Двухэтажный кирпичный домик, во двор которого мы зарулили (ворота барышня Ольга отперла своим ключом), был построен на старинном каменном же фундаменте апартамента какого-то зажиточного купчины; вокруг — запущенный сад, окруженный добротным забором; поговорку «Мой дом — моя крепость» дача оправдывала вполне.
Впрочем, витые каленые решетки на окнах отнюдь не были атрибутом крепости: времечко такое; главное, все здесь было свое: свое отопление, своя скважина, свой водонагрев, ну и, разумеется, налицо все прелести «ненавязчивого сельского быта»: камин, душ, джакузи, бильярдная, сауна, два туалета, мини-кинотеатр.
Красиво жить не запретишь, a роскошно — не прикажешь.
Приметную «бээмвуху» загнали в глухой гаражик во дворе; потом барышня Ольга отзвонила хозяйке дачки и получила полное добро для проживания в оной на неограниченное время с сердешным другом. Со мной то есть.

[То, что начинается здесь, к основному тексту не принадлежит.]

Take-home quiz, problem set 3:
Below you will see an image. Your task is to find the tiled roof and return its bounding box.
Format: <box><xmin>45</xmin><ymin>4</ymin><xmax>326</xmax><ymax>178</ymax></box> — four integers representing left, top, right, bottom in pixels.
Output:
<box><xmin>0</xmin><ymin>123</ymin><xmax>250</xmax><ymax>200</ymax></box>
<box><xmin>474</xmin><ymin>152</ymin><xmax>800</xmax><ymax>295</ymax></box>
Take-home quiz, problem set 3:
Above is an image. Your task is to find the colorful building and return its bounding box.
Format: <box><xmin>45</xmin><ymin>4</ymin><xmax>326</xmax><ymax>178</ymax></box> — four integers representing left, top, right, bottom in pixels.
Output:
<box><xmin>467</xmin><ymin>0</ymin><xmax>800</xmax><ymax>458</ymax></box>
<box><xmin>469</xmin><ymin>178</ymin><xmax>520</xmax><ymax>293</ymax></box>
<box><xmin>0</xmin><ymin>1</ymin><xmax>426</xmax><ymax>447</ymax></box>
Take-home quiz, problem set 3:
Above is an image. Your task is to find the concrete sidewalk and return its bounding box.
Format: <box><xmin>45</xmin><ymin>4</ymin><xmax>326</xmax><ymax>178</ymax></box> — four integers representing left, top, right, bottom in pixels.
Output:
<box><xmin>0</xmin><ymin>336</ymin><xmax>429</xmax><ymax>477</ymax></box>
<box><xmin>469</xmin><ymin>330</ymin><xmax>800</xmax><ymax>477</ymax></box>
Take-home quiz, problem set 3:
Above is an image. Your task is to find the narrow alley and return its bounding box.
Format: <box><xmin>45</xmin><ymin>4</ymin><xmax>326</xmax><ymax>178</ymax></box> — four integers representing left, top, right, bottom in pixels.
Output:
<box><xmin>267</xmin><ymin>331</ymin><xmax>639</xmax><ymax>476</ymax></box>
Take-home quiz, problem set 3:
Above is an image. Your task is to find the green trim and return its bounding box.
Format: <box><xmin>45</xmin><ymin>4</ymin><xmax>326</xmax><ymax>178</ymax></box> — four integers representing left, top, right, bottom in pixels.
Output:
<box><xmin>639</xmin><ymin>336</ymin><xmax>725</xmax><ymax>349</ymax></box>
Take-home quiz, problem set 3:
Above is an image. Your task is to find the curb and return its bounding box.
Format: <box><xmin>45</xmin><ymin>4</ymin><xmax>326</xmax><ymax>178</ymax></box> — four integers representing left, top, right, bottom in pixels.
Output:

— Ух. — Ольга откинулась в мягком удобном кресле, зажмурилась, выдохнула:
— Хорошо. Будем считать, мы в отпуске.
— Будем, — вяло согласился я. Признаться, чувствовал я себя прескверно: раненую ногу жгло, а меня колотил нешуточный озноб. Видно, температурка. Которую я переношу без малейшей приязни. Есть уникумы способные при тридцати девяти бодро шагать на работу, лишь бы не таскаться в поликлинику; меня же при тридцати восьми начинает натурально болтать, а при тридцати девяти с копейками — швырять на стенки, как обожравшегося клофелина доходягу.